DIFFERENTIAL IMMUNOLOGICAL OUTCOME AFTER INFECTION WITH Trypanosoma cruzi NATURAL ISOLATES

RAGONE, PG*; DIOSQUE, P; TOMASINI, N; ACUÑA, L; UNCOS, DA; RAMOS, F; PÉREZ BRANDÁN, C

Congreso; Jo int XIV PABMB Congr ess and LV Ann ual SAIB Meeting; 2019

Chagas disease outcome depends on critical interactions between the genetic diversity of the causal agent Trypanosoma cruzi and host factors as the immune system. This idea was elucidated using animal models to understand how immunological processes contribute to controlling parasite levels and promoting tissue inflammation in the chronic phase. In this work we evaluated the immune response associated to the parasite load induced by two natural isolates characterized as DTUs TcVI and TcV, which are the prevalent DTUs in human infections in Argentina. For this purpose, C57BL/6 mice were inoculated with Triatoma infestans -derived parasite forms of two isolated obtained from an endemic area for Chagas disease in Argentina. At different time points, we measured the concentrations of total IgGs and IgG subtypes and the levels of IL-10, IFN-ɣ, and TNF-α. Besides, parasite load in blood and target organs was measured by qPCR. In our results mice infected with isolate TcVI presented a specific antibody response at 30 days post-infection (dpi) with a predominance of the subtype IgG2 and high levels of anti-inflammatory cytokine IL-10 followed by IFN-ɣ, and TNF-α. Whereas mice infected with TcV isolate presented a serological response at 90 dpi without predominance of any IgG subtype in particular and almost an undetectable cytokine response.
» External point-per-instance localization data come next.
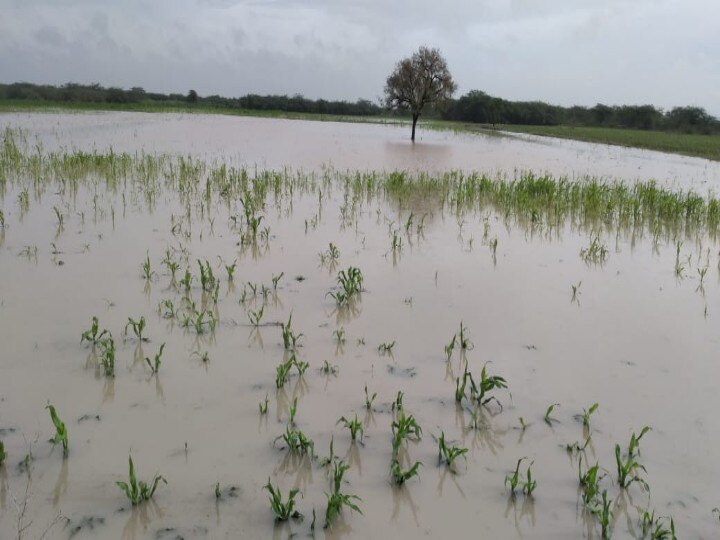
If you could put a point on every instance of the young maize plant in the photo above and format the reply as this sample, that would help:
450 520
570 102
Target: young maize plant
155 363
107 356
138 492
93 335
137 326
337 500
628 468
290 338
283 510
355 426
514 480
449 453
60 429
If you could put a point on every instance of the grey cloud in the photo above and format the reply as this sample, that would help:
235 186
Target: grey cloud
665 52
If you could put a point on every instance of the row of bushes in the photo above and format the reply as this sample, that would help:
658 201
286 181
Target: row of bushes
475 106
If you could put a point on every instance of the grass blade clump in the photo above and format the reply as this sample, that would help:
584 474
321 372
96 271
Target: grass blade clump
94 334
283 510
355 426
449 453
60 429
337 500
628 467
138 492
107 356
290 338
155 363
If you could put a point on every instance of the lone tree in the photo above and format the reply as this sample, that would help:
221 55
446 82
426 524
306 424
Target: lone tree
416 81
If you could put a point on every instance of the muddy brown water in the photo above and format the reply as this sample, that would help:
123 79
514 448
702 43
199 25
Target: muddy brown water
636 339
311 145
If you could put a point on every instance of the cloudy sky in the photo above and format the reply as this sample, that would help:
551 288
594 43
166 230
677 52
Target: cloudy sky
664 52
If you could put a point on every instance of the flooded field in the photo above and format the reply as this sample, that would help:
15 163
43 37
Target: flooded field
258 318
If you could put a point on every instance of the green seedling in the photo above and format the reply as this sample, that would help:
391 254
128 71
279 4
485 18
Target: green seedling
449 453
332 253
629 467
207 277
465 343
369 399
590 484
450 347
337 500
301 366
514 479
605 516
493 247
283 510
293 412
186 281
328 368
296 441
230 269
155 363
60 429
350 284
548 414
529 484
171 265
679 267
657 528
203 356
576 447
282 371
290 338
107 356
397 404
587 413
355 427
138 492
137 326
147 269
59 216
262 406
256 316
93 335
486 384
331 456
595 253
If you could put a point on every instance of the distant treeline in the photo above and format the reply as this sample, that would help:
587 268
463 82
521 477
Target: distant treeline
475 106
479 107
94 93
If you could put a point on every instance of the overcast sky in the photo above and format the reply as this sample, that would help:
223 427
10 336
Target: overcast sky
664 52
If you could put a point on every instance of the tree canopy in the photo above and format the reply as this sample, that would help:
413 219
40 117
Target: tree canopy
417 81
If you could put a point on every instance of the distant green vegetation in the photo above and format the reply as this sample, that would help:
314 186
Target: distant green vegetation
691 144
682 130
In spite of this, circulating parasite and different parasite load in blood, heart and skeletal muscle we detected in both experimental groups. In conclusion, we detected marked differences at the immunological level product of the infection by two natural isolates of different DTUs. Isolate TcVI induces, during the acute phase of infection, a robust specific antibody response and cytokine profile that controlled the infection during the chronic phase. While isolate TcV does not seem to induce an early activation of the immune system allowing to establish a subpatent and almost undetectable infection in infected mice.